Un Empire de velours de David Todd

L’impérialisme informel français au XIXe siècle

par ALPHONSE CUGIER
Publié le 6 février 2023 à 11:19

Une exploration des stratégies de domination non coloniale en apparence bienveillantes.

La France ne s’est pas repliée sur elle-même après la défaite de Waterloo en 1815 et la perte de ses colonies (Canada, Saint-Domingue). Vaincue, saignée démographiquement, elle ne peut ouvertement rivaliser avec l’hégémonie maritime britannique. Elle choisit de déployer une stratégie qui ne comporte pas de conquête armée de territoires. Les études des historiens sont restées trop longtemps cantonnées à la politique coloniale de la IIIe République, en liaison avec une idéologie républicaine qui, au nom d’une idée bien ancrée de « races supérieures », a bel et bien remis en cause les principes universels des droits de l’homme, qualifiant les populations d’Afrique et d’Extrême-Orient de « races inférieures ». L’affirmation répétée de libération et d’émancipation des peuples n’étant qu’un judicieux mais bien cynique porte-étendard d’un réel assujettissement.

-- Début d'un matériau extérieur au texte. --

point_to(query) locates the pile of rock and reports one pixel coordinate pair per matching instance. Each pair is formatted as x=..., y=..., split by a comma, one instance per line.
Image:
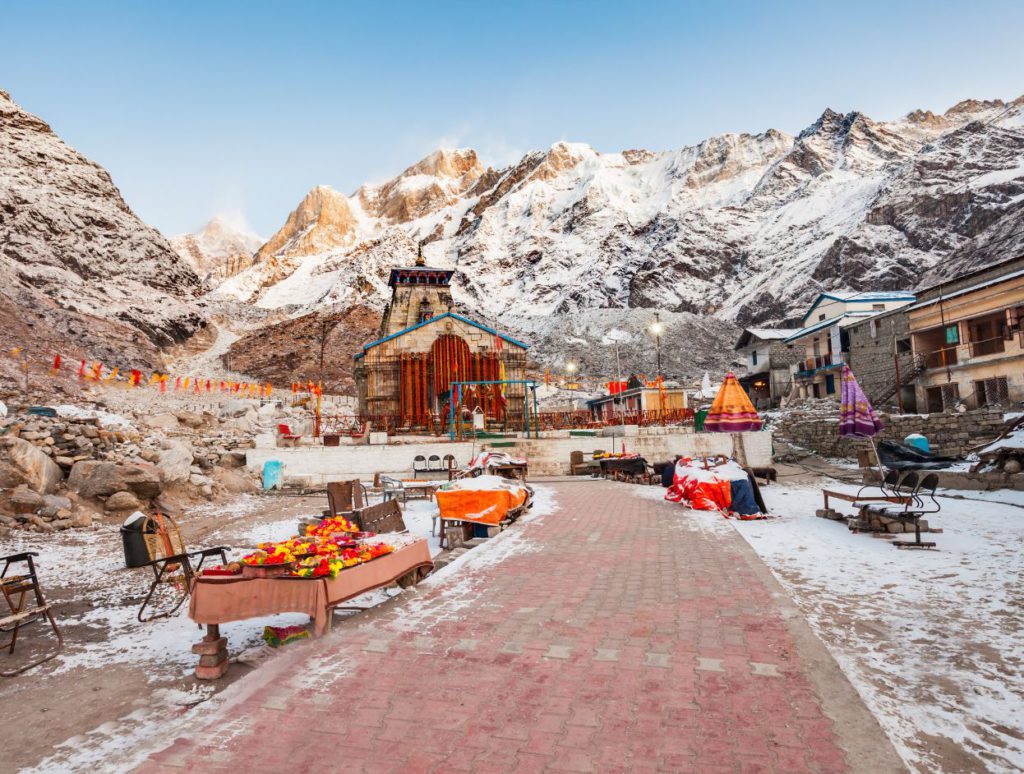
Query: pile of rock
x=116, y=468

Sous l’eau qui dort, un « soft power »

David Todd montre que cette histoire, qu’on ne peut réduire au dévoiement des valeurs républicaines, comporte l’édification d’un empire invisible fondé sur divers moyens d’influence et de pression dans les domaines économique (droits de douane, avantages concédés aux acteurs économiques français), financier (extension des prêts à l’étranger), juridique (statuts avantageux) et culturel (exporter « l’art de vivre à la française »). Prise en charge et gestion, complicité avec les élites locales, protection non dénuée de surveillance et de menace voilée (éventuel recours à la diplomatie de la canonnière). Toutes ces formes de dominance moins visibles mais performantes aboutissent à une véritable mise en dépendance. Une « tutelle silencieuse » qui assure le rayonnement de la France qui s’ouvre de nouveaux marchés. La conquête par l’argent du Moyen-Orient est une réussite (contrôle de la dette par des organismes français), tandis qu’au Mexique (reprise de la dette publique mexicaine conjointement à l’intervention militaire) affiche ses limites en raison de la défaite de l’empereur Maximilien soutenu par la France. Cette colonisation informelle aboutit à un échec en Algérie, malgré la collaboration avec Abdelkader et la tentative de relance avec la politique du « Royaume arabe ». Par contre, l’industrie et le commerce de luxe ont séduit une clientèle aisée, cette « marchandisation du goût » concerne le champagne, les tissus et vêtements mais aussi l’afflux des touristes en France et l’exportation de la culture (succès mondial par exemple du mélodrame La Dame aux camélias d’Alexandre Dumas fils). David Todd, pour expliquer en conclusion la chute de l’Empire de velours, fait référence, petite merveille, au roman d’Émile Zola La Débâcle. Ce processus apparemment doux de mondialisation ressemble « étrangement » au néocolonialisme de ces dernières décennies, en particulier en ce qui concerne les relations ambiguës et opaques de la Françafrique, « cet empire qui ne veut pas mourir ». Éditions de La Découverte, collection « Histoire du monde », 320 pages, 24 € (17,99 € en numérique).